石川県津幡町出身の幕内力士・欧勝海が、地元・津幡警察署の一日警察署長に就任した。署長室での委嘱状授与から始まり、自転車の交通安全キャンペーンの出発式、そして近くのショッピングセンターでの啓発活動まで、ふるさとの地で精力的に活動した欧勝海。「滅多にこういう一日警察署長とかできないんで、ほんとにいい経験になってますね」と語る一方、2場所連続で負け越している現状とケガを告白し、「来場所は大勝ちして、すぐ幕内に戻れるように頑張っていきます」と力強く復帰を誓った。
「精一杯頑張ります」――署長室での委嘱状授与

津幡警察署の署長室。欧勝海は署長から委嘱状を受け取った。薄青の袴風衣装に赤縁の白帯を締めた姿は堂々たるもので、一日署長の大任にふさわしい風格を漂わせた。
「今日は、一日警察署長として、精一杯頑張ります。よろしくお願いします」

欧勝海は津幡町で生まれ、6歳のころに相撲を始めた。町内の中学校を卒業後、先輩の横綱・大の里関と同じ高校へ進んで角界入りを果たし、去年の九州場所で幕内に昇進した新進気鋭の力士だ。地元での活動とあって、やや緊張の面持ちながらも、誠実な表情で職務に臨んだ。
白バイとパトカーが出動 「エンジン始動!」の号令とともに

委嘱状を受け取った欧勝海は、続いて自転車の交通安全を呼びかける出発式に臨んだ。そして、一日警察署長として署員に訓示した。
「このあと、自転車の取り締まりとキャンペーンに出ていただきますが、どうぞよろしくお願いします。」

訓示を終えると欧勝海の「乗車!」という号令に署員が応じ、「エンジン始動!」の一声とともに白バイとパトカーが取り締まりへ向けて出発した。

思い出の地は「警察署の付近の体育館」…「よく稽古していたので」
出発式を終えた欧勝海は、署の外でインタビューに応じた。

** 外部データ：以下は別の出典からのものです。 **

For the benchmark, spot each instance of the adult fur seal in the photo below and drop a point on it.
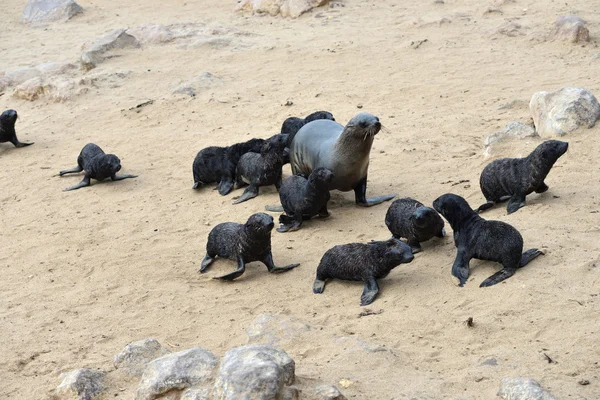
(514, 178)
(474, 237)
(7, 129)
(362, 262)
(303, 198)
(342, 150)
(244, 243)
(410, 219)
(97, 165)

一日警察署長となったこの場所は、欧勝海にとって単なる任務の地ではなく、思い出の詰まった場所でもある。
「津幡警察署の近く、そこの総合体育館で、よく稽古してたんで、すごくこのへんが印象深いですね」

幼いころから相撲に打ち込み、地元の総合体育館で汗を流してきた欧勝海にとって、津幡の町は原点そのものだ。そして、穏やかながらも実感のこもった言葉を続けた。
「滅多にこういう一日警察署長とかできないんで、ほんとに、なんて言うんですかね、こう、今も緊張しますし、まあいい経験になってますね。」
ショッピングセンターで子どもたちに交通安全を指導

出発式のあと、欧勝海は、町内にある大型ショッピングセンターへ向かった。ここでも欧勝海は一日警察署長として、積極的に交通安全を呼びかけた。

地元の園児に向けては、横断歩道での正しい渡り方をわかりやすく指導した。
「横断歩道を渡るときは、右手を上げて、右、左、右見てください。分かりましたか」
子どもたちの「はーい」という元気な返事に、欧勝海は「どうぞ」と声をかけながら反射材を手渡した。

続いて、開催前から100人以上集まったファンにも、1人1人にグッズを渡して握手をし、「ヘルメットちゃんと付けてね」と交通安全を呼びかけた。

「千秋楽見てきました」 駆けつけた地元の熱い声援
会場には欧勝海を目当てに集まった地元の町民の姿が多く見られた。地元の公民館で欧勝海を応援しているという女性は、「もう会いたくて待ってました」「もう待ち遠しい」と話し、来場所について「頑張ってほしいです」と声援を送った。

なかには国技館まで足を運んだという人も…「私ね、千秋楽見てきました、国技館で。来場所、巻き返しで頑張ってほしいです。」

ケガを告白、「来場所は大勝ちして幕内に戻る」
と言うのも、欧勝海、夏場所は4勝11敗と大きく負け越しているのだ。このため、来場所は幕内陥落が濃厚な状況。この苦しい局面について、欧勝海は実はケガを抱えていたことを明かした。
「まずはケガを治して、2場所連続、負け越してしまってるんで、しっかり稽古積んで、来場所は、大勝ちして、すぐ幕内に戻れるように頑張っていきます」

ケガの詳細には触れなかったが、2場所連続の負け越しという結果が単純な不振ではなかったことが、この言葉からにじむ。ふるさとのファンが国技館まで足を運んで声援を送り続けている現実が、欧勝海の言葉に重さを与えた。

地元・津幡で一日警察署長という大役を果たしながら、次の目標を力強く宣言した欧勝海。次は土俵での大活躍が期待される。